Let's now apply our multi-label predictor to predict multiple columns in a data table. We first train models to predict each of the labels.

In [None]:
train_data = TabularDataset('https://autogluon.s3.amazonaws.com/datasets/Inc/train.csv')
subsample_size = 500  # subsample subset of data for faster demo, try setting this to much larger values
train_data = train_data.sample(n=subsample_size, random_state=0)
train_data.head()

In [None]:
labels = ['education-num','education','class']  # which columns to predict based on the others
problem_types = ['regression','multiclass','binary']  # type of each prediction problem (optional)
eval_metrics = ['mean_absolute_error','accuracy','accuracy']  # metrics used to evaluate predictions for each label (optional)
save_path = 'agModels-predictEducationClass'  # specifies folder to store trained models (optional)

time_limit = 5  # how many seconds to train the TabularPredictor for each label, set much larger in your applications!

In [None]:
multi_predictor = MultilabelPredictor(labels=labels, problem_types=problem_types, eval_metrics=eval_metrics, path=save_path)
multi_predictor.fit(train_data, time_limit=time_limit)

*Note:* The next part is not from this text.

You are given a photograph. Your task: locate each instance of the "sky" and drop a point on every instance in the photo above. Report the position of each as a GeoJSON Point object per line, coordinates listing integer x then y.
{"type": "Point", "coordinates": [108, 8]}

## Inference and Evaluation

After training, you can easily use the `MultilabelPredictor` to predict all labels in new data:

In [None]:
test_data = TabularDataset('https://autogluon.s3.amazonaws.com/datasets/Inc/test.csv')
test_data = test_data.sample(n=subsample_size, random_state=0)
test_data_nolab = test_data.drop(columns=labels)  # unnecessary, just to demonstrate we're not cheating here
test_data_nolab.head()

In [None]:
multi_predictor = MultilabelPredictor.load(save_path)  # unnecessary, just demonstrates how to load previously-trained multilabel predictor from file

predictions = multi_predictor.predict(test_data_nolab)
print("Predictions:  \n", predictions)

We can also easily evaluate the performance of our predictions if our new data contain the ground truth labels:

In [None]:
evaluations = multi_predictor.evaluate(test_data)
print(evaluations)
print("Evaluated using metrics:", multi_predictor.eval_metrics)

## Accessing the TabularPredictorÂ for One Label

We can also directly work with the `TabularPredictor` for any one of the labels as follows. However we recommend you set `consider_labels_correlation=False` before training if you later plan to use an individual `TabularPredictor` to predict just one label rather than all of the labels predicted by the `MultilabelPredictor`.

In [None]:
predictor_class = multi_predictor.get_predictor('class')
predictor_class.leaderboard(silent=True)

## Tips

In order to obtain the best predictions, you should generally add the following arguments to `MultilabelPredictor.fit()`:

1) Specify `eval_metrics` to the metrics you will use to evaluate predictions for each label

2) Specify `presets='best_quality'` to tell AutoGluon you care about predictive performance more than latency/memory usage, which will utilize stack ensembling when predicting each label.


If you find that too much memory/disk is being used, try calling `MultilabelPredictor.fit()` with additional arguments discussed under ["If you encounter memory issues" in the In Depth Tutorial](../tabular-indepth.ipynb) or ["If you encounter disk space issues"](../tabular-indepth.ipynb).

If you find inference too slow, you can try the strategies discussed under ["Accelerating Inference" in the In Depth Tutorial](../tabular-indepth.ipynb).
In particular, simply try specifying the following preset in `MultilabelPredictor.fit()`: `presets = ['good_quality', 'optimize_for_deployment']`